Initiate an action. A push button is usually displayed as a rectangle with a descriptive label inside. Push buttons cannot store or display values. Use Buttons

Invoke an editor
Invoke another window
Commit data
Issue a query
Perform calculations

Calculated Items

Any item that can store a value can be used as a calculated item by setting its required property values. They are based on calculations and calculated items are read only

LOVs and Record Groups:

LOV:The list itself, which presents one or more column values from the supporting record group in the LOV window
Record group: A Forms Builder object that is used to store the array of values that are presented by an LOV


If the user needs to use an editor on text values, the default Forms Builder editor is usually sufficient for most items. However, you can design your own customized editor as an object in a form module, and then attach it to the text items that need it.

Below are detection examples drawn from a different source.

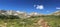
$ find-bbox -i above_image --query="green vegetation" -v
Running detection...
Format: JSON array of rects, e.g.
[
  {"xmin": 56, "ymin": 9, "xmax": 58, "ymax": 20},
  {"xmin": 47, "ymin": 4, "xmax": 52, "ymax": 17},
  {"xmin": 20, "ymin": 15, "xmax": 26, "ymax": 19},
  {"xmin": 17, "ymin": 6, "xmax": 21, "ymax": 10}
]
[{"xmin": 0, "ymin": 15, "xmax": 60, "ymax": 27}]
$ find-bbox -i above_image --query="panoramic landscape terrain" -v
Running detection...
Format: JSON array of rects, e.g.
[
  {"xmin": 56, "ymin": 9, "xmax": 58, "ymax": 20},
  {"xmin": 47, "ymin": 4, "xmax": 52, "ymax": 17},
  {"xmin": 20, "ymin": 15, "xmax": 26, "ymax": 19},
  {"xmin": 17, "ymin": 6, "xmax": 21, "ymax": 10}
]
[
  {"xmin": 0, "ymin": 0, "xmax": 60, "ymax": 27},
  {"xmin": 0, "ymin": 10, "xmax": 60, "ymax": 27}
]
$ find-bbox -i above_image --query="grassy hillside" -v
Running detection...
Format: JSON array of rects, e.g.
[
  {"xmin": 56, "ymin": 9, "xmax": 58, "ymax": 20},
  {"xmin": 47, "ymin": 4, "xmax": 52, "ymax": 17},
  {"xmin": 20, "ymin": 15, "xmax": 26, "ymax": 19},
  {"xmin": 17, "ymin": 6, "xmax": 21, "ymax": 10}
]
[{"xmin": 0, "ymin": 15, "xmax": 60, "ymax": 27}]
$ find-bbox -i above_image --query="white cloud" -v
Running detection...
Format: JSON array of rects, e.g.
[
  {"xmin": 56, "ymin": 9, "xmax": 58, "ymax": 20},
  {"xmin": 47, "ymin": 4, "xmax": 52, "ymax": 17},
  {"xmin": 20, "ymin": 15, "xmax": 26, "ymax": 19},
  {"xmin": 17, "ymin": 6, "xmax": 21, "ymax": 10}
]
[
  {"xmin": 34, "ymin": 5, "xmax": 44, "ymax": 9},
  {"xmin": 46, "ymin": 11, "xmax": 50, "ymax": 12},
  {"xmin": 56, "ymin": 7, "xmax": 60, "ymax": 9}
]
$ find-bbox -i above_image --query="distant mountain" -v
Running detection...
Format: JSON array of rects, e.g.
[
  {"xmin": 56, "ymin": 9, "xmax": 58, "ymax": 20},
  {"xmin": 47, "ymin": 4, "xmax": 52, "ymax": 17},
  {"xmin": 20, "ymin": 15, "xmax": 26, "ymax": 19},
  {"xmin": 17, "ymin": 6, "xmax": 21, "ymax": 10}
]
[
  {"xmin": 52, "ymin": 10, "xmax": 60, "ymax": 15},
  {"xmin": 0, "ymin": 10, "xmax": 60, "ymax": 18}
]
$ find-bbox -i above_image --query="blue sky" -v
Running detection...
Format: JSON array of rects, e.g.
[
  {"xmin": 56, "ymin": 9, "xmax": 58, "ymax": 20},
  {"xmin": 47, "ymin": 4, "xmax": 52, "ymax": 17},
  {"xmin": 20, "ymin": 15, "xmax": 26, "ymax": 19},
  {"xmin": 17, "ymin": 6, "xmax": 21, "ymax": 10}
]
[{"xmin": 0, "ymin": 0, "xmax": 60, "ymax": 14}]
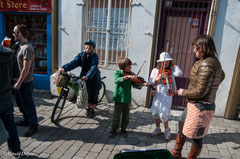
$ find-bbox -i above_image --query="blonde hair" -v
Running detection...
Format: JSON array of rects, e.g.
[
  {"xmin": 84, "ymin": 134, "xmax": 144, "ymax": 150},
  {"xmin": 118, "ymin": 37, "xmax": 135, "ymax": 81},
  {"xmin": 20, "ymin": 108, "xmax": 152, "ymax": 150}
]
[{"xmin": 118, "ymin": 57, "xmax": 132, "ymax": 70}]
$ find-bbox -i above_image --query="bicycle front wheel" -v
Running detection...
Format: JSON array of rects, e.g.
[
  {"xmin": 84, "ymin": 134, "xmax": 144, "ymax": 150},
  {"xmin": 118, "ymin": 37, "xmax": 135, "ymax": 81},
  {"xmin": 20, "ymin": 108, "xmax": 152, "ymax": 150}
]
[
  {"xmin": 98, "ymin": 81, "xmax": 106, "ymax": 103},
  {"xmin": 51, "ymin": 88, "xmax": 68, "ymax": 123}
]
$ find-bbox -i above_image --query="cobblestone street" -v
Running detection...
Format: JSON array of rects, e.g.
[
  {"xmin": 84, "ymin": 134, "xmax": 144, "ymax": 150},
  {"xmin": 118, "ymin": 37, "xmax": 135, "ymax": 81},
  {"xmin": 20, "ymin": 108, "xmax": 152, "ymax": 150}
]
[{"xmin": 0, "ymin": 90, "xmax": 240, "ymax": 159}]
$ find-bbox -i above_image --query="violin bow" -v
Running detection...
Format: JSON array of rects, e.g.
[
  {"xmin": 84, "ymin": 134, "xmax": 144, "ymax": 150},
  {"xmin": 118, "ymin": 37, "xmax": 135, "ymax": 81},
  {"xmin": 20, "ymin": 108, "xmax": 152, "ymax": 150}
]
[{"xmin": 137, "ymin": 61, "xmax": 146, "ymax": 76}]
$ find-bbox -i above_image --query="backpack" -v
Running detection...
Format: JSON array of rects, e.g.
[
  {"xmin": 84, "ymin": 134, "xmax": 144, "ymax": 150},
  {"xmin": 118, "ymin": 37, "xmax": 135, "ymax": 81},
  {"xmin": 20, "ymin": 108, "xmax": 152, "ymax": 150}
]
[
  {"xmin": 76, "ymin": 79, "xmax": 88, "ymax": 108},
  {"xmin": 55, "ymin": 73, "xmax": 70, "ymax": 87}
]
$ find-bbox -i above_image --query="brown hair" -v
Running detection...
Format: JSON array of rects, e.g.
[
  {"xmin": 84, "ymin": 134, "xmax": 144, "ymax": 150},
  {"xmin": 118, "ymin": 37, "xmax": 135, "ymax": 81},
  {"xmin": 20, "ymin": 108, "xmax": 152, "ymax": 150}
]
[
  {"xmin": 118, "ymin": 57, "xmax": 132, "ymax": 71},
  {"xmin": 192, "ymin": 35, "xmax": 217, "ymax": 58},
  {"xmin": 16, "ymin": 24, "xmax": 30, "ymax": 38},
  {"xmin": 157, "ymin": 61, "xmax": 172, "ymax": 69}
]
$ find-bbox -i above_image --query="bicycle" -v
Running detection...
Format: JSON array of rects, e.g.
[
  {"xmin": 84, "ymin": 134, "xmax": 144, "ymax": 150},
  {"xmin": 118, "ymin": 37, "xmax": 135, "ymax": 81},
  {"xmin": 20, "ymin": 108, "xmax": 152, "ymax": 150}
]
[{"xmin": 51, "ymin": 73, "xmax": 106, "ymax": 123}]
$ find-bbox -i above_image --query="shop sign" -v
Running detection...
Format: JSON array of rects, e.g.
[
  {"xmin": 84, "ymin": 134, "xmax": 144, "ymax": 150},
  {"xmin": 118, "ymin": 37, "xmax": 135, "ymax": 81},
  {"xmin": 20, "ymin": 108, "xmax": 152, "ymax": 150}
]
[{"xmin": 0, "ymin": 0, "xmax": 51, "ymax": 13}]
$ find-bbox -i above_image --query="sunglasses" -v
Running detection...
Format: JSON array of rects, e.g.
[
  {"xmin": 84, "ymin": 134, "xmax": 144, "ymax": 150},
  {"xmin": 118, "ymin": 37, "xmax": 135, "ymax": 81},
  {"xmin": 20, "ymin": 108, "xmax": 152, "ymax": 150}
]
[{"xmin": 13, "ymin": 31, "xmax": 19, "ymax": 35}]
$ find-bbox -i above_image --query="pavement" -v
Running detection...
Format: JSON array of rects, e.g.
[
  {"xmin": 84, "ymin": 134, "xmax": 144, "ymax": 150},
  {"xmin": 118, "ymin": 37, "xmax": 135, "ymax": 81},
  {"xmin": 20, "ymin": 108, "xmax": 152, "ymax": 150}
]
[{"xmin": 0, "ymin": 90, "xmax": 240, "ymax": 159}]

Associating Editor with Text item:

To associate an editor with a text item, you must specify the editor in the Property Palette of the text item. Select the text item in the Object Navigator from which the editor is to be accessible.

Content Canvas:
A content canvas is the base canvas that occupies the entire content pane of the window in which it displays. The content canvas is the default canvas type. Most canvases are content canvases.

Stacked Canvas:
A stacked canvas is displayed on top of, or stacked on, the content canvas assigned to a window. It shares a window with a content canvas and any number of other stacked canvases. Stacked canvases are usually smaller than the window in which they display.

1.    Content canvas
2.    Stacked canvas
3.    Viewport X/Y position
4.    Viewport height
5.    Viewport width

Toolbar Canvas:

A toolbar canvas is a special type of canvas that you can create to hold buttons and other frequently used GUI elements.

1.    Vertical toolbar
     2. Horizontal toolbar

Tab Canvas:

A tab canvas is a special type of canvas that enables you to organize and display related information on separate tabs. Like stacked canvases, tab canvases are displayed on top of a content canvas.